Au départ, il y avait Marvels, la cultissime saga de Kurt Busiek et d' Alex Ross, où un journaliste suivait les premiers pas timides de l'univers Marvel, jusqu'à l'âge des héros. Warren Ellis décide ensuite d'écrire une saga qui s'en inspire, mais il se fait un malin plaisir à tordre, déformer, et massacrer la moindre possibilité de bonheur.
On retrouve le journaliste Phil Sheldon, personnage principal de Marvels, mais dans un univers complètement différent. Ici, les héros n'existent pas ou plus, sont au mieux vus comme des dissidents politiques, et chacun rencontrera une fin traumatisante. Sheldon "sent" qu'il y a quelque chose qui ne va pas, et décide d'enquêter pour découvrir ce qui a dérapé dans son monde.
La réponse est " absolument tout". Sans aucune exception, quand quelque chose pouvait mal se passer, ça s'est mal passé, et pire encore. Hulk ? L'explosion de la Bombe Gamma a transformé Bruce Banner en immonde créature difforme, sorte de champignon humain de muscles éclatés et sanguinolents, qui finira dans un bunker de l'armée. Les Avengers? Abattus par les soldats. Les mutants ? Horriblement mutilés pour qu'ils ne puissent plus utiliser leurs pouvoirs, et laissés à pourrir en prison. Et c'est très loin d'être tout.
Chaque page recèle une nouvelle atrocité, une nouvelle vision perverse et difforme de la mythologie qu'on aime. Ruins n'est pas une saga heureuse, et vise les plus sombres visions de son auteur, et finalement du genre humain. Ellis est un scénariste polyvalent, capable d'écrire des séries hilarantes ou sérieuses, mais ici, on se pose sérieusement des doutes sur ses pensées : on descend dans les plus sombres tréfonds de sa pensée, et la nausée est permanente. Chaque héros est une version horriblement déformée de l'univers classique, et l'auteur emmène son lecteur dans un voyage dégoûtant, qui veut refléter au mieux la vacuité de l'existence.

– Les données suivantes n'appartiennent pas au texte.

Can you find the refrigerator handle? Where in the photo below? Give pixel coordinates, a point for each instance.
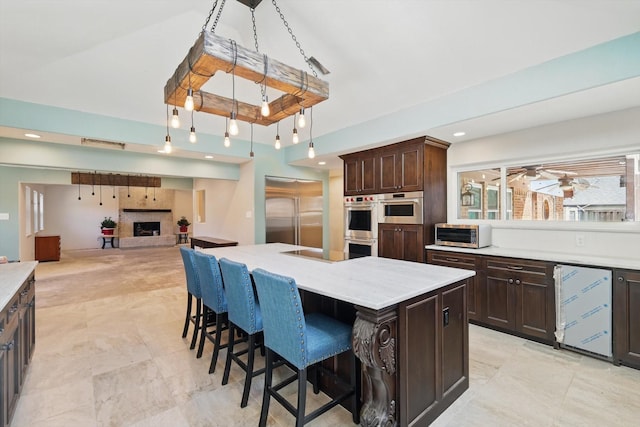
(296, 216)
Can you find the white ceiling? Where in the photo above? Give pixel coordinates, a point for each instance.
(113, 57)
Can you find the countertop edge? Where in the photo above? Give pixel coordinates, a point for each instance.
(12, 276)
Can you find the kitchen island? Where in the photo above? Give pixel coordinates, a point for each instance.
(410, 329)
(17, 332)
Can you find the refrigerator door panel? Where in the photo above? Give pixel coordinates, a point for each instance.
(584, 309)
(280, 220)
(293, 211)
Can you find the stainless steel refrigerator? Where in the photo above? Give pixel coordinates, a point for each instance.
(293, 210)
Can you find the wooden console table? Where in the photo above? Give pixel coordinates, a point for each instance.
(211, 242)
(108, 238)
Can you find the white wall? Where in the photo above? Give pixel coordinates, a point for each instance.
(610, 134)
(229, 207)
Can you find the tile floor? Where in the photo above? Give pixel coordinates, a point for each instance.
(109, 352)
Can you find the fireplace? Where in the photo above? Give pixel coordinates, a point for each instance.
(146, 228)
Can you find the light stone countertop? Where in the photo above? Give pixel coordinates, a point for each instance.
(370, 282)
(12, 276)
(559, 257)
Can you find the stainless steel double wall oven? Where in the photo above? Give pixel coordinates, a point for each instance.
(362, 214)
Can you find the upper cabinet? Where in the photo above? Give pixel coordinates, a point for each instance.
(395, 168)
(401, 167)
(360, 173)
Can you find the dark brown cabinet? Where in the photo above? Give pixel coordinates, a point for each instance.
(360, 173)
(466, 262)
(437, 374)
(626, 318)
(519, 297)
(401, 241)
(47, 248)
(401, 167)
(17, 341)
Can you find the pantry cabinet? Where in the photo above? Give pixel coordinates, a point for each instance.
(626, 317)
(401, 241)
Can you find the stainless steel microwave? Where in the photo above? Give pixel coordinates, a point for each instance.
(463, 235)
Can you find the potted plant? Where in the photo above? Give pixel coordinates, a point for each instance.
(107, 226)
(184, 224)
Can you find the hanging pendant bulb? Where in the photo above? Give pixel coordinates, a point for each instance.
(251, 152)
(311, 153)
(302, 122)
(188, 102)
(295, 138)
(277, 144)
(265, 110)
(175, 120)
(233, 124)
(192, 135)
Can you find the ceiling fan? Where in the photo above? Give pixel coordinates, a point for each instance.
(534, 173)
(563, 186)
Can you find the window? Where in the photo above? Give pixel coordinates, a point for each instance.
(603, 190)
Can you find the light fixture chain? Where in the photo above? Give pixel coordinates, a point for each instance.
(293, 37)
(204, 27)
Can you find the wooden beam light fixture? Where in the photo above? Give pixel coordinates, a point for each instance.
(115, 180)
(212, 53)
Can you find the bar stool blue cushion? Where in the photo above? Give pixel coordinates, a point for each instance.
(303, 341)
(193, 291)
(244, 313)
(213, 300)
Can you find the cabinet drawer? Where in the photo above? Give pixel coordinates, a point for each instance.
(453, 259)
(537, 268)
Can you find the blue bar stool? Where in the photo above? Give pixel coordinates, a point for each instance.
(193, 290)
(303, 341)
(214, 302)
(244, 314)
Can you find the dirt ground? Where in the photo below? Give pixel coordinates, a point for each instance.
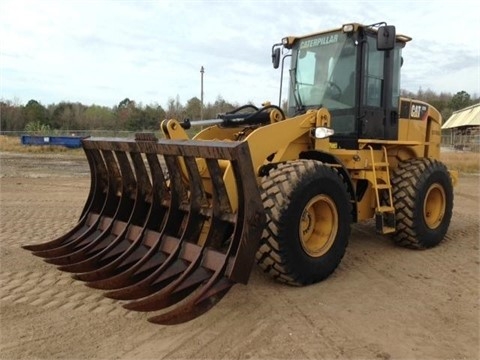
(383, 302)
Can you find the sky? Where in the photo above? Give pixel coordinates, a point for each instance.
(101, 52)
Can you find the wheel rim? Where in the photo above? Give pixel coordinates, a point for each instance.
(434, 206)
(318, 225)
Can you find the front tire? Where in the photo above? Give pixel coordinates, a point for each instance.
(308, 222)
(423, 201)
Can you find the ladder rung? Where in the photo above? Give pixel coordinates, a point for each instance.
(380, 164)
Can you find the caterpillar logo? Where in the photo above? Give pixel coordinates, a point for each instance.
(413, 110)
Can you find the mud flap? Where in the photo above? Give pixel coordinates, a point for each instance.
(151, 232)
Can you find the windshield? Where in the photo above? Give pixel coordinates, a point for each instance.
(323, 72)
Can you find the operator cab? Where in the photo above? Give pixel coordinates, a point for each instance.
(354, 72)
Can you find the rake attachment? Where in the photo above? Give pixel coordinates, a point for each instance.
(168, 225)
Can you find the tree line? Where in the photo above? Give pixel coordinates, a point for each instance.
(129, 115)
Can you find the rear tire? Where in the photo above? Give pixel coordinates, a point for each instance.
(308, 222)
(423, 201)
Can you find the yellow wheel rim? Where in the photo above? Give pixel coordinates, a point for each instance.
(318, 225)
(434, 206)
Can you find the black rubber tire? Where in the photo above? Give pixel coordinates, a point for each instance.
(411, 182)
(286, 191)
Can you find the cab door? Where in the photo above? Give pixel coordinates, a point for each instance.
(378, 115)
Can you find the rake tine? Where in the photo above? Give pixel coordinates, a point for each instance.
(195, 274)
(93, 206)
(125, 245)
(116, 204)
(196, 307)
(248, 213)
(106, 216)
(191, 232)
(168, 222)
(113, 236)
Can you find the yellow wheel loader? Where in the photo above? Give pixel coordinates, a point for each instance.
(170, 225)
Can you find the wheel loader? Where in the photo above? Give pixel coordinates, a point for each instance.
(171, 224)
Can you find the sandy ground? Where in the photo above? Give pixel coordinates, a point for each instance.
(383, 302)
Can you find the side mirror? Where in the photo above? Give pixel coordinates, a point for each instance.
(386, 37)
(276, 57)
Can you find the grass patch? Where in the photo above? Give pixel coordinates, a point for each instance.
(13, 144)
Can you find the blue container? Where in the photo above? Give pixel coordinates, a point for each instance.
(71, 142)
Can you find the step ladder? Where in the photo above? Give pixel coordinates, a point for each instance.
(384, 213)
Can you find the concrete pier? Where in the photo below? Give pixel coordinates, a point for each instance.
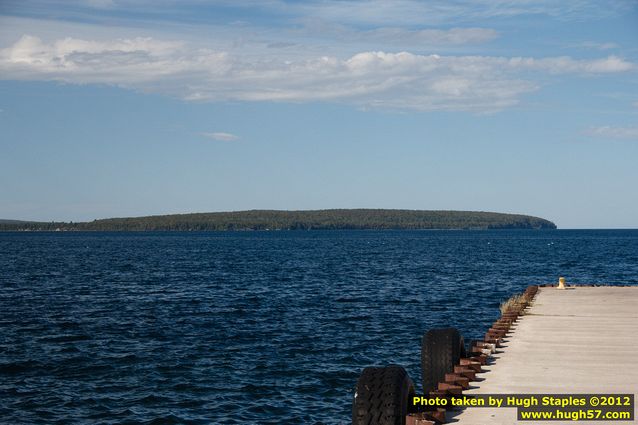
(576, 340)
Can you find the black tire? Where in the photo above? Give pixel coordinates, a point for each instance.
(441, 350)
(382, 396)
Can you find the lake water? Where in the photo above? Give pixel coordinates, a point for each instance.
(253, 327)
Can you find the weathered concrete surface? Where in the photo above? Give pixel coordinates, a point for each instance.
(578, 340)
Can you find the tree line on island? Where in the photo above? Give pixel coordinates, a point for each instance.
(332, 219)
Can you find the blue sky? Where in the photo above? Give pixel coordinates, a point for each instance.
(125, 108)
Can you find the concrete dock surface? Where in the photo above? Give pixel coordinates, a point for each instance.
(576, 340)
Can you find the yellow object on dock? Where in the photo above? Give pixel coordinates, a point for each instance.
(577, 340)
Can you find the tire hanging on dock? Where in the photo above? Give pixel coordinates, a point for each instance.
(441, 350)
(382, 396)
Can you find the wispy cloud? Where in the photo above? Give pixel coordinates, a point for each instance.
(221, 137)
(597, 45)
(374, 79)
(614, 132)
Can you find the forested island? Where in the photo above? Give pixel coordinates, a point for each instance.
(332, 219)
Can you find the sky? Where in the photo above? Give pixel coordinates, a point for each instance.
(116, 108)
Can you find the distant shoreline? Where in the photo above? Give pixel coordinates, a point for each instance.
(276, 220)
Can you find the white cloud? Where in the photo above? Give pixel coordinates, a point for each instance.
(597, 45)
(411, 12)
(614, 132)
(385, 35)
(379, 79)
(221, 137)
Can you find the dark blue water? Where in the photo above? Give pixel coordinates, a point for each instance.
(256, 327)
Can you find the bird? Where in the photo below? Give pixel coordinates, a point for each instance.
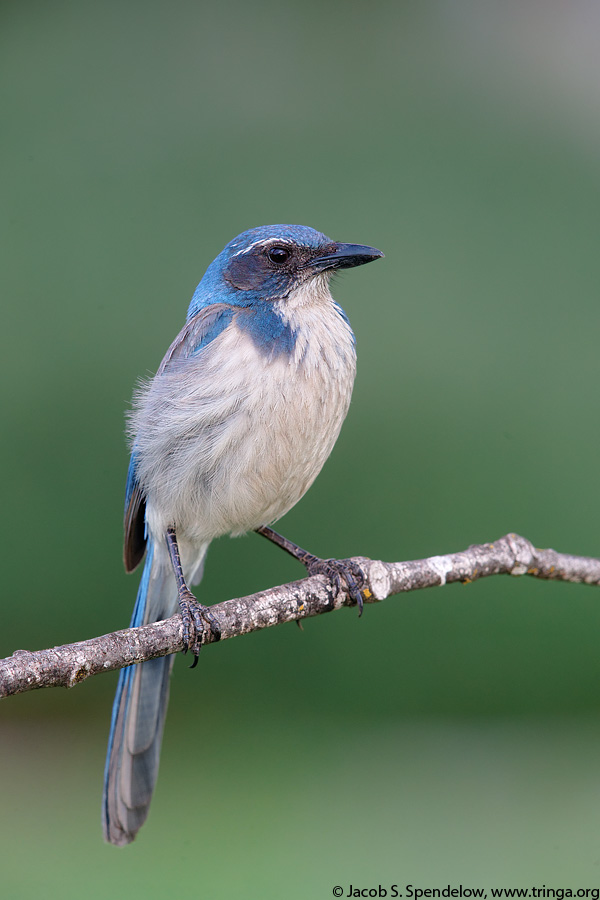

On pourrait avoir des réponses aux questions posées par Sheldon, mais il n'y en aura pas. On ne saura rien de plus sur cet univers, on n'aura pas le fin mot de l'histoire, parce qu'Ellis ne veut pas. Il veut juste taper sur son lecteur le plus fort possible, en espérant que ça marche. Certains ne seront pas sensibles à l'histoire, et trouveront ça gras et facile, ce que je comprendrais. Mais il y a une forme de fidélité dérangeante à l'univers Marvel, une reprise des codes sadiques, ce qui fait que cette réécriture vaut le coup, si on arrive à y adhérer.
Les fabuleuses peintures de Cliff et Terese Nielsen y sont pour beaucoup. C'est un style radicalement différent d'Alex Ross, qui visait à lisser sa narration. Là, c'est sale, les peintures puent la rage et sont remplies de détails immondes, et créent une impression de flou sur cet univers : Ellis et les Nielsen nous prennent par la main pour mieux nous la mordre, en insistant sur des détails sordides au détour d'une petite case. Les 20 dernières pages de la série sont malheureusement dessinées par un autre artiste, Chris Moeller, qui lui a un style beaucoup plus traditionnel, plus comic, et donc plus léger. C'est dommage de finir ainsi l'histoire, car même si c'est plutôt joli, ça manque de la folie et de la saleté des débuts de la série...
Mais dans l'ensemble, Ruins est une histoire terrible, qu'il peut être intéressant de lire. C'est une vision tordue de l'univers Marvel, à des années lumières de tout ce qu'on pourrait lire autrement, et c'est un sacré moment de lecture. Il est possible de rester de marbre, mais il y a de grandes chances que ça vous frappe. L'antithèse parfaite de Marvels.